In Spain and Portugal, average wholesale electricity prices are more than triple the level half a year ago, at $206 per megawatt-hour. Spain’s government plans to cut taxes on utility bills.

Norway offered some relief this week by announcing that its state-owned energy company would boost production of natural gas from two North Sea fields.

In Italy, ministers have warned of a 40% jump in electricity prices in the last quarter of 2021 and – like their southern European neighbors – are drafting emergency plans for consumers to cushion the fall in prices. . Some officials say $5.27 billion is being earmarked to support families with their costs, on top of the $1.17 billion the government has already spent to protect consumers and businesses from the rising costs of energy imports. has done. Italy imports two-thirds of its energy needs.

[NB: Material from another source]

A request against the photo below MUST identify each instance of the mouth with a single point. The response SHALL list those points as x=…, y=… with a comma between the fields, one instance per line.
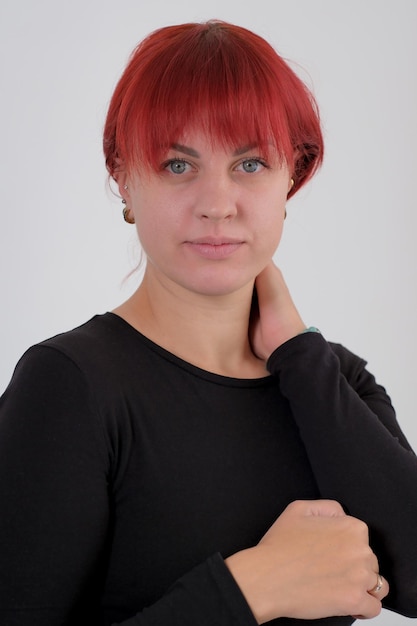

Last week, Ecological Transition Minister Roberto Cingolani prompted outcry from climate action groups when he said carbon taxes contributed to higher energy costs for homes and businesses. Carbon pricing and taxes are used to discourage the use of fossil fuels. Faced with increasing criticism, Singolani later “emphasized the need to expedite with the installation of renewables, so that we can wean ourselves off the cost of gas as quickly as possible.”